The documentation we have for the patents filed by Alice Bygrave for her convertible skirt and her father Charles William Rudolph Duerre (for improvements in bicycle saddle suspension) all show that the family worked with the same agents as part of the process of patenting their designs.
After a quick online search, it turns out that Phillips and Leigh is still a practicing firm of patent and trade mark attorneys.
Phillips & Leigh was founded in 1882 – the same year as the original Institute of Patent Agents, though we have records dating back to 1876.http://www.pandl.com/index.php/about-us
Unfortunately they weren’t able to locate records for Alice’s patent, however I did spend an hour or two yesterday talking with P&L Partner, Jim Boff who was kind enough to explain a lot about the patenting process – past and present – as well as having these beauties laid out waiting for me when I arrived:
These are ledgers filled with documentation of the designs and trade marks Phillips and Leigh were involved with during the late 1800s and early 1900s.

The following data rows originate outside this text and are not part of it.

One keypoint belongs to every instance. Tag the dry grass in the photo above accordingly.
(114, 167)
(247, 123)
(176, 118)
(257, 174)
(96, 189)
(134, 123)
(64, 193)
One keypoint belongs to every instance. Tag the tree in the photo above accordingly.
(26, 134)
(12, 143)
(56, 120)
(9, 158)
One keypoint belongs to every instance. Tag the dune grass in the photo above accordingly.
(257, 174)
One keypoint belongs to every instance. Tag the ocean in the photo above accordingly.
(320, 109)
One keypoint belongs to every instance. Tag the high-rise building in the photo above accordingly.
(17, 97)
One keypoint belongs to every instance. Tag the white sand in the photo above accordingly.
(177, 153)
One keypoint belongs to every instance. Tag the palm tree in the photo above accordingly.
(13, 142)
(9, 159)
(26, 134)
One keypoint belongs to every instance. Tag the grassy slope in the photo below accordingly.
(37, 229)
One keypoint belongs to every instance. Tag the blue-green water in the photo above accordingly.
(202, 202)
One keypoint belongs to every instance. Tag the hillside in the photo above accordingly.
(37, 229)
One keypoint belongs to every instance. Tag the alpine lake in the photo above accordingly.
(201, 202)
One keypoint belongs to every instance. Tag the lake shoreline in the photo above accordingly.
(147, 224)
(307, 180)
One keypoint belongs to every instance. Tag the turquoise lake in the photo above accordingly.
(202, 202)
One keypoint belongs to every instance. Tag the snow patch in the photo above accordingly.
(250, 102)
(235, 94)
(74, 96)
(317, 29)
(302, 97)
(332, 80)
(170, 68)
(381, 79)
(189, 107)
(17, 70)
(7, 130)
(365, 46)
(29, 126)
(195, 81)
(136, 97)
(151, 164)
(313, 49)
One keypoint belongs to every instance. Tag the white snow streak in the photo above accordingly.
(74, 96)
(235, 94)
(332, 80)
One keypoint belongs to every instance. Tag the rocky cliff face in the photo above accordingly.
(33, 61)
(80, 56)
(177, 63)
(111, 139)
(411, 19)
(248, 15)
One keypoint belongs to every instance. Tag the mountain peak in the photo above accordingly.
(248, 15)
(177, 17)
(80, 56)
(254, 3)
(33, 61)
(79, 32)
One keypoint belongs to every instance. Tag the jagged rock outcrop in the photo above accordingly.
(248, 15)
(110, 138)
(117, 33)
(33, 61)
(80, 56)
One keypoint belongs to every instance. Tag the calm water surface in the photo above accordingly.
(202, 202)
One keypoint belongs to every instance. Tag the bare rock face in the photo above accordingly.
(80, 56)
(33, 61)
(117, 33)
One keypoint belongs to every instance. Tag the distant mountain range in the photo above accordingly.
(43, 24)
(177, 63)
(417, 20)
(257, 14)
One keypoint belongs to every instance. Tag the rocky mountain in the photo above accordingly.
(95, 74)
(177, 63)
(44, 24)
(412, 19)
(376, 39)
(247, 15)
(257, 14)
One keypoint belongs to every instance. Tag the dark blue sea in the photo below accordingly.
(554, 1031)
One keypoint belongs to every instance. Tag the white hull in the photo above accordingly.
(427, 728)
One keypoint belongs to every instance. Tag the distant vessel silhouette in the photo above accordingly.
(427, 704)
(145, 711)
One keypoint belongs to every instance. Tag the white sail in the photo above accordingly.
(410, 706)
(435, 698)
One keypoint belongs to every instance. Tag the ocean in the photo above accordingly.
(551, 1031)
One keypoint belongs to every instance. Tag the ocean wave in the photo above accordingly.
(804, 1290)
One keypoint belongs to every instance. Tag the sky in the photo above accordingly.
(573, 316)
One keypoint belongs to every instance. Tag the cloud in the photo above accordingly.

The book of designs was fascinating, with every double page spread detailing the name of the designer; their occupation details; the nature of their design; history of rejections, acceptances or amendments; and, best of all, evidence of the design itself in the form of drawings, photos, fabric samples or paper models.
It was the best pop-up book ever!
I spotted an entry for a skirt adjuster, although listed to a manufacturer in the USA.
And a comb with eyelets “through which hair can be entwined”. I’m not sure if this refers to the detachable fringes we’ve talked about in the studio before, or the wearer’s own hair.
There were also lots of cycle frame designs:
Clicking on the images above will take you through to the relevant page on Flickr where you can get to larger versions. The complete set of all my photos from the day can be found at https://www.flickr.com/photos/nikki_pugh/sets/72157643687298923/
Jim also had some interesting things to say that related back to the importance of drawing and making things to get a better understanding of them. I also especially liked his description of the area where Phillips and Leigh has always been based as being a ‘technology cluster’ of patent agents and supporting trades.